The closure of the Saskatchewan Transportation Company (STC) has left rural medical labs scrambling to figure out how to transport medical samples for testing to urban centres.
“Many rural labs in the province shipped medical samples to larger centres for testing via STC. It provided reliable, same day delivery over every corner of the province,” said Sandra Seitz, president of the CUPE Health Care Council. “The government shut down STC without a plan in place for the many government services that depend on timely, affordable province-wide transportation and without assessing the additional cost to health regions.”
Many CUPE medical technologists and technicians have reported challenges with ensuring that medical specimens arrive in a timely manner. Due to specimen integrity, some specimens need to arrive at the testing facility within 24 hours, and other specimens need to arrive frozen. There are also times where the doctors need the results within hours so they can make critical decisions about their patients’ health care.
“As a medical lab technician, I can speak firsthand of having to call back patients to redo important tests because their tests did not reach the provincial lab in a timely manner,” said Holley Hermann. “Patients deserve accurate results in a timely manner. The closure of STC has left a huge gap in our provincial infrastructure.”
Laboratory technicians are now looking at a patchwork solution to transporting medical samples.
“Most days we use a private courier. Some days we ask families or co-workers to deliver the material on their own. And sometimes we have to send samples in a taxi cab,” said Hermann. “This creates extra stress on our end as we scramble to get transportation in place, and it costs more for taxpayers. And it is definitely not fair for patients.”
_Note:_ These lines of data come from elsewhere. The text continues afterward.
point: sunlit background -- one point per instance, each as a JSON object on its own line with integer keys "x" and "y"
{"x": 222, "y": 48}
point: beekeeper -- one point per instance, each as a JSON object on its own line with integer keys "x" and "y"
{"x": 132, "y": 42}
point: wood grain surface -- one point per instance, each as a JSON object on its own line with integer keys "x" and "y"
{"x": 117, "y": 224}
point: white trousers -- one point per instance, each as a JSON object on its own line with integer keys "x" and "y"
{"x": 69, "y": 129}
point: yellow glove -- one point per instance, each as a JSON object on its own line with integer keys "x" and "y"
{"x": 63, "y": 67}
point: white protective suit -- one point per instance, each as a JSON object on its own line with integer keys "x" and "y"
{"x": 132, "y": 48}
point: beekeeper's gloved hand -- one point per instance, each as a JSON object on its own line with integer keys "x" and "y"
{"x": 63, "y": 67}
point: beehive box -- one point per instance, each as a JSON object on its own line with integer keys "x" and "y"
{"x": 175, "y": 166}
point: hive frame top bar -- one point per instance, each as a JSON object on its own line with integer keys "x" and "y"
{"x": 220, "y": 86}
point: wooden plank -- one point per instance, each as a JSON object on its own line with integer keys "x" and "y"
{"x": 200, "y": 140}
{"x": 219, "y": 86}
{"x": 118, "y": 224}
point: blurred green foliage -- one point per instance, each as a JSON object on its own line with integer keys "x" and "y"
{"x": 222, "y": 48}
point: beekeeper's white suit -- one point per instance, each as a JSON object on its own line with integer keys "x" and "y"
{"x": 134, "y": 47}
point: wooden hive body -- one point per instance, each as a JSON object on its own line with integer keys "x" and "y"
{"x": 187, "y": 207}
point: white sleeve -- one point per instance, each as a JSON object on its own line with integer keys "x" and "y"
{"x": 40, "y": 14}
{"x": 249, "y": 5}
For decades STC has also been a reliable and stable means of transporting blood and other blood products from the Canadian Blood Services in Regina to almost all the rural hospitals in Saskatchewan. The closure of STC without a viable alternative has had a negative impact on the transportation of blood and other blood products to rural hospitals. Other government services depended on STC as well, as libraries used STC for inter-library loans, and many rural municipalities shipped water samples for testing via STC.
“The consequences of shutting down STC have far reaching implications for communities across this province. The challenges medical laboratories are facing now, along with the gap in provincial transportation options, show just how little thought the government put into the decision to close STC. This action has and will continue to have a negative impact on quality of care for our patients,” said Seitz.